/// ÉDITORIAL DE JEAN-CLAUDE MAILLY DATÉ DU MERCREDI 26 MARS 2008
> REPRÉSENTATIVITÉ: LES ENJEUX
Jeudi 27 mars 2008, Jean-Claude Mailly sera l’invité de «La Matinale», à 7h40 sur Canal+.
La négociation sur la représentativité est le lieu de multiples tensions et confrontations: entre syndicats et patronat, entre syndicats et entre organisations patronales.
Du côté patronal, on refuse d’examiner en même temps la représentativité patronale, on exige de la légitimité pour les syndicats, mais on considère en quelque sorte que la
représentativité patronale serait d’essence divine, c’est-à-dire présumée incontestable.
Exiger de ceux qui dirigent et commandent qu’ils prouvent leur légitimité deviendrait en quelque sorte crime de lèse-majesté!
Du côté syndical, les motivations sont très différentes. Les logiques d’appareil l’emportent souvent sur tout le reste.
Pour certains il s’agit d’éclaircir le champ syndical. Ils rêvent d’un champ syndical bipolaire (un qui signe, un qui conteste). L’idée n’est pas nouvelle. Elle fut émise, par
exemple, par Balladur, Seillière et Fillon.
Pour d’autres, la question de leur survie est posée et ils la posent d’ailleurs. Pour d’autres encore, il s’agit d’être reconnus représentatifs.
Pour FO, si nous formulons nous aussi des propositions pour mesurer la représentativité, il n’est pas question de monter un système qui conduirait à supprimer tel ou tel (ce que j’ai
toujours appelé le bal des hypocrites) et, surtout, on ne peut pas déconnecter la question de la structure de la négociation collective, c’est-à-dire, j’y reviendrai, de la forme de
notre société.
Qui plus est, on ne voit pas en quoi (c’est même dangereux!) le patronat, par des critères dits négociés, pourrait choisir ses interlocuteurs.
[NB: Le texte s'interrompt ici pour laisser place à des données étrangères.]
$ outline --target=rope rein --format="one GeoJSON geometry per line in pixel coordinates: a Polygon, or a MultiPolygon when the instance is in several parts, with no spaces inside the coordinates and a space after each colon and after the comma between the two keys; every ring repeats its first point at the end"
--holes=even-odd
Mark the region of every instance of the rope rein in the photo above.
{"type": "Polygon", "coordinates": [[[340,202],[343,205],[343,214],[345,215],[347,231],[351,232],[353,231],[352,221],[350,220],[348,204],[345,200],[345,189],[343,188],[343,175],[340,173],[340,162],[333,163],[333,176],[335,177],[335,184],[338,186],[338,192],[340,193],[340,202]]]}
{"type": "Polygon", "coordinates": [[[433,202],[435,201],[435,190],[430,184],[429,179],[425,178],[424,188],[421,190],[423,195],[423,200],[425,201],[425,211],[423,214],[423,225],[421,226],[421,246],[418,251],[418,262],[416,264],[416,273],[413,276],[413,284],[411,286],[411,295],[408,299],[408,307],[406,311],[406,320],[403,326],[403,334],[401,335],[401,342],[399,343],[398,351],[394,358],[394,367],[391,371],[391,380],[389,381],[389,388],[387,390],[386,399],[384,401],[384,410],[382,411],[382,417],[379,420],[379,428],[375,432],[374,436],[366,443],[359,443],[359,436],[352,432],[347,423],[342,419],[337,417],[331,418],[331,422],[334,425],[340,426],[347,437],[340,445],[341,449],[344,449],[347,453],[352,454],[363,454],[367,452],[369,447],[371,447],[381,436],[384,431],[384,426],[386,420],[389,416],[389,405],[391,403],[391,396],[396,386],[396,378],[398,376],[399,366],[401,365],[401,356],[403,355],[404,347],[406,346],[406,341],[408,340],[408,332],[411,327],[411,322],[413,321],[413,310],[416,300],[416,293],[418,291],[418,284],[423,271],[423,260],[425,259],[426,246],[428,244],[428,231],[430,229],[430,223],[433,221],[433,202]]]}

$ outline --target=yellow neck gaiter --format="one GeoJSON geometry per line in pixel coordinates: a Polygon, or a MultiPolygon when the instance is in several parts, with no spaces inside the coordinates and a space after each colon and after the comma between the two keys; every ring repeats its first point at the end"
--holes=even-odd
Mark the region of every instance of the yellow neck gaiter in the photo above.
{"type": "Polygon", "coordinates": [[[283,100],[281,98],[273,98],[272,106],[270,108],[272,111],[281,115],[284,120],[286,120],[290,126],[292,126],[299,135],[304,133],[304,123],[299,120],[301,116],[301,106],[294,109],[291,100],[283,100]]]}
Certains considèrent aussi qu’une loi modifiant la négociation collective est un passage obligé pour faire évoluer le syndicalisme. C’est-à-dire que le syndicalisme ou un syndicat ne
serait pas capable d’évoluer tout seul et qu’il faut une loi pour l’y aider ou l’y contraindre!
Cela en dit long sur la liberté syndicale et le débat démocratique. En la matière, on est plus dans la logique de la loi qui opprime qu’autre chose.
Par ailleurs, et c’est une question fondamentale, quelle forme de société voulons-nous?
Si on écoute le patronat, voire la CFDT, le nec plus ultra de la négociation c’est le niveau de l’entreprise. C’est là que la plupart des choses doivent se décider. Exit donc
progressivement la négociation de branche. Que les salariés des PME-TPE ne soient plus couverts n’est pas un problème, il suffit de faire du mandatement!
Quant à la négociation interprofessionnelle, comme le veut le MEDEF, il faut qu’elle s’impose au Parlement. Il faut lui donner une valeur légale dans la Constitution de la
République.
C’est une chose de signer un accord et de demander aux pouvoirs publics de le respecter. C’en est une autre de signer un accord et de dire aux pouvoirs publics: circulez, il n’y a
rien à voir, c’est nous qui sommes législateurs.
Celles et ceux qui rêvent d’un tel système n’ont qu’à faire de la politique. Ministre, député ou représentant syndical, il faut choisir! Cela s’appelle tout simplement
l’indépendance.
Enfin, faire de l’entreprise le lieu privilégié de la négociation c’est quitter le modèle républicain pour le modèle anglo-saxon.
Seul l’accord interprofessionnel et l’accord de branche peuvent assurer un minimum d’égalité de droit et de solidarité sur l’ensemble du territoire. Privilégier l’accord d’entreprise
c’est abandonner les salariés des PME et TPE.
C’est aussi, comme en Suède, ce que combattent nos camarades suédois, autoriser des entreprises estoniennes à venir dans le pays aux conditions estoniennes.
Aux États-Unis, même le niveau de protection sociale collective varie selon les entreprises et la présence, autorisée ou non, du syndicat et ne vaut que pour l’entreprise. Se diriger
vers un système à l’américaine, que nos camarades américains eux-mêmes veulent changer, serait dangereux.
Que le patronat continue à glisser vers l’ultralibéralisme au nom du business benchmarker* est son problème.
Nous n’accepterons jamais, à Force Ouvrière, d’abandonner la solidarité et les valeurs républicaines, qui sont plus modernes et nécessaires que jamais.
* Business benchmarking: nouvelle dénomination, à la mode, des méthodes de comparaisons concurrentielles entre les entreprises.